Structure of representations of infinite dimensional Lie algebras and conformal field theory
University Of Illinois At Urbana-Champaign, Urbana IL
Investigators
Abstract
The main objectives of this project are explicit constructions of representations, related to the fermionic formulas for characters of representations of Virasoro or other W-algebras and affine Lie algebras. The project also uses the ideas encountered in fermionic constructions, to give formulas for graded multiplicities of irreducible modules in the tensor product of finite-dimensional Lie algebra modules, or integrable modules in the fusion product of affine algebra modules (coinvariants or conformal blocks). Some of the specific goals are: The study of fusion products of representations of finite-dimensional simple Lie algebras; the inductive limit of the fusion product as the number of factors becomes infinite in a stabilized regime, which is expected to give new realizations of integrable modules of affine Lie algebras; combinatorial identities for q-series which result from these constructions; semi-infinite constructions of arbitrary highest weight representations of affine Lie algebras modules; and applications of semi-infinite (c.f.

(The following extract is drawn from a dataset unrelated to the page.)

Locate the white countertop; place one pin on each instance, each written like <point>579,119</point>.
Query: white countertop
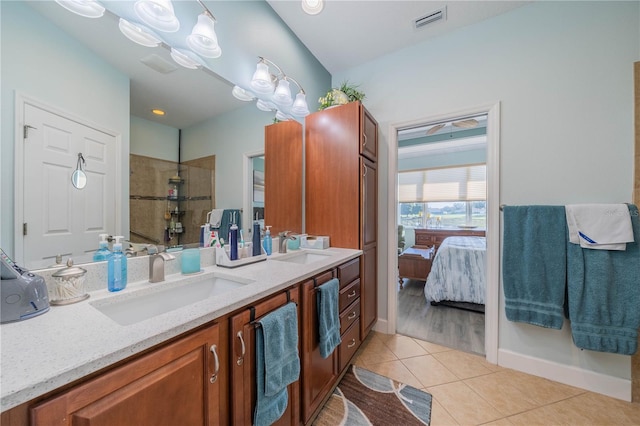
<point>41,354</point>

Feigin and Styoanovskii's approach) constructions in solutions of the fractional quantum Hall effect. This research is at the interface of combinatorial representation theory and mathematical physics. The constructions are guided by conformal field theory and exactly solvable models in statistical mechanics. The results are important in the representation theory of Lie algebras and affine Lie algebras. Combinatorial questions such as dimensions of weight spaces in irreducible representations, multiplicities of irreducible components in tensor products of Lie-algebra modules are related to the counting of certain matrix elements or conformal blocks. The physical applications include the study of wave functions in the quantum Hall effect, and partition functions in statistical mechanical systems at criticality.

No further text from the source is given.